I am writing a user space audio application which runs over Linux (Kernel 3.0) , and it need real time behavior. Should I go for glibc or uClibC ? How uClibC and glibc are compared with respect to realtime behavior?
(edit: mine is an embedded system with nand flash. it uses buildroot with external gcc toolchain with glibc. i can also use buildroot internal toolchain with uClibc if required)
Realistically, I don't think anyone can say for sure one way or the other. The reason being that your code may well use the C library in a way that is greatly better/worse in one variant than the other.
The only reasonable way is to run the code with glibc, then under the same conditioins with uclibc. Compare the time it takes to do the work. Which is better in your case? - and if this is going into some sort of embedded system, make sure you measure on the processor you want it to run on, not some PC processor that has completely different instruction set, different cache-sized, different memory speed, etc, etc.
You say you use a lot of malloc - maybe if you think that is a limiting factor for your speed, you should consider an approach where you don't use malloc quite so much. In particular, it's not a good idea to call malloc in your "hot-path", unless you absolutely HAVE TO.

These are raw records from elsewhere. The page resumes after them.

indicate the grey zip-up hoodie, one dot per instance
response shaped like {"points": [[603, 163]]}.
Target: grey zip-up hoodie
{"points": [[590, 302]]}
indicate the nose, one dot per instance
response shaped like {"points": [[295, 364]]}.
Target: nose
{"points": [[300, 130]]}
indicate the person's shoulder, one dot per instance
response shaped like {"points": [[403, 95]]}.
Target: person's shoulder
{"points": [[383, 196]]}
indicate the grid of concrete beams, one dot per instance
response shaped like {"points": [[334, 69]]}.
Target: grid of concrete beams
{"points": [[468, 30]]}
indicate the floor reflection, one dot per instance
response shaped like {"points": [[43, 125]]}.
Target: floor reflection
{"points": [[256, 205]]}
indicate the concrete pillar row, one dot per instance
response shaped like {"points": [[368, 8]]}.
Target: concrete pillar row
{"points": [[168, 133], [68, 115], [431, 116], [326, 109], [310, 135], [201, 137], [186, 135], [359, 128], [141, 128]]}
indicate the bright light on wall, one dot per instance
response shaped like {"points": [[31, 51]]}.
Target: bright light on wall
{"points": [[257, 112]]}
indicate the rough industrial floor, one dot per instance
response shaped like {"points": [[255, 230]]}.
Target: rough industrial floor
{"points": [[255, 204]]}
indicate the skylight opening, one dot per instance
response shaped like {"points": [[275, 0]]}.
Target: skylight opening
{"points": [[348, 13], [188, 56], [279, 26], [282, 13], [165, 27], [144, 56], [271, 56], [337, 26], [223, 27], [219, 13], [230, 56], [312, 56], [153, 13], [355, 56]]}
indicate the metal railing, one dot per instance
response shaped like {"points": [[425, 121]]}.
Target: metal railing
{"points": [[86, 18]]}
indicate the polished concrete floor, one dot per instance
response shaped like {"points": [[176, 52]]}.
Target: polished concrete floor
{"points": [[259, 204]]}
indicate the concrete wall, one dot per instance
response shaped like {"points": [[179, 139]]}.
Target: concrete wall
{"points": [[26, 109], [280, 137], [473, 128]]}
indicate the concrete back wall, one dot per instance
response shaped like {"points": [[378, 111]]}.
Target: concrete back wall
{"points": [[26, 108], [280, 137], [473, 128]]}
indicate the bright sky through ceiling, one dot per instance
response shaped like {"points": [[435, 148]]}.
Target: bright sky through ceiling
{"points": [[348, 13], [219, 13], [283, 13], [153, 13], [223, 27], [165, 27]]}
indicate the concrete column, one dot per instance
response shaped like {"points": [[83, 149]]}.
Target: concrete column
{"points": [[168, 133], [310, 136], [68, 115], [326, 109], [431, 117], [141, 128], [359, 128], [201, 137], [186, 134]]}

Note also that Linux is not a realtime OS. You can only expect semi-realtime behaviour with Linux, and if your application really relies on being able to process it's audio within a certain amount of time, and with certain conditions for how long it can be "not running" etc, you will need to add extensions to the kernel - I'm not quite familiar with WHICH ones are good for which version(s) of kernel, types of workloads, etc.